I don't smoke pot (I would try some, but I don't care enough to actually find
someone who sells it), but I am sorely tempted to make a vaporizer and put the
schematics online. Does it just need to maintain a constant temperature in a
small area? That sounds like a pretty fun project. I imagine you could make a
control system pretty easily with a few op-amps and a basic temperature
sensor.

------
a_toker
I created this account for privacy reasons, and I'm one of the more
active/karmic people in this community. Yes, this is an oppressive culture (in
the US).

I'm a somewhat heavy bud smoker and a full-time developer. #define HEAVY?
That's subjective, but I can comfortably go through a quarter ounce in a week,
and my ideal consumption is probably 1.5 grams per day. I've known people who
think a bowl a day is heavy and that an ounce a week is normal, so like I
said, subjective.

I oscillate between stretches of daily smoking and stretches of sobriety.
Clearly, there are advantages to being sober, and I wouldn't appreciate the
benefits that ganja brings if it became too regular a habit.

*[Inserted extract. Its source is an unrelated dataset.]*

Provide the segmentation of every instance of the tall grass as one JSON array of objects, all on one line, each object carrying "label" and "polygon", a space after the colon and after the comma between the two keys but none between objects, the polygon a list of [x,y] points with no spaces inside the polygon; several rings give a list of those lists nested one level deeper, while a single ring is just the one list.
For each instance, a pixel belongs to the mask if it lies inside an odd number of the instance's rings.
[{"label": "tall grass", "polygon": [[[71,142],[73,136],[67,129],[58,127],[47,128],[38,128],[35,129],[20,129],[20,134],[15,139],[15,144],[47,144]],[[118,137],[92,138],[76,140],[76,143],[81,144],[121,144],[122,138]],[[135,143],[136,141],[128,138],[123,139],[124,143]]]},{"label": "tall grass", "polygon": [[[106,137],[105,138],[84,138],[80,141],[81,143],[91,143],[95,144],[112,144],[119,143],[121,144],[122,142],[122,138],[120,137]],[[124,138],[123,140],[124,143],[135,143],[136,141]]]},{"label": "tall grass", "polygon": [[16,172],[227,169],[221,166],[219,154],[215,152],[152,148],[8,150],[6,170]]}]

I'm full of it, right? It's a pitiful escape, and an intoxicant couldn't
possibly have any benefits, right? So allow me to enumerate them:

1\. Ganja truly opens your mind. Now, we all have open minds, but there's a
further degree of relaxation and openness that it helps one to achieve. This
allows me to grasp very abstract concepts quickly because there are fewer
preconceptions and other obstacles to learning. It would've taken me far
longer to grasp functional programming, I believe, without this benefit.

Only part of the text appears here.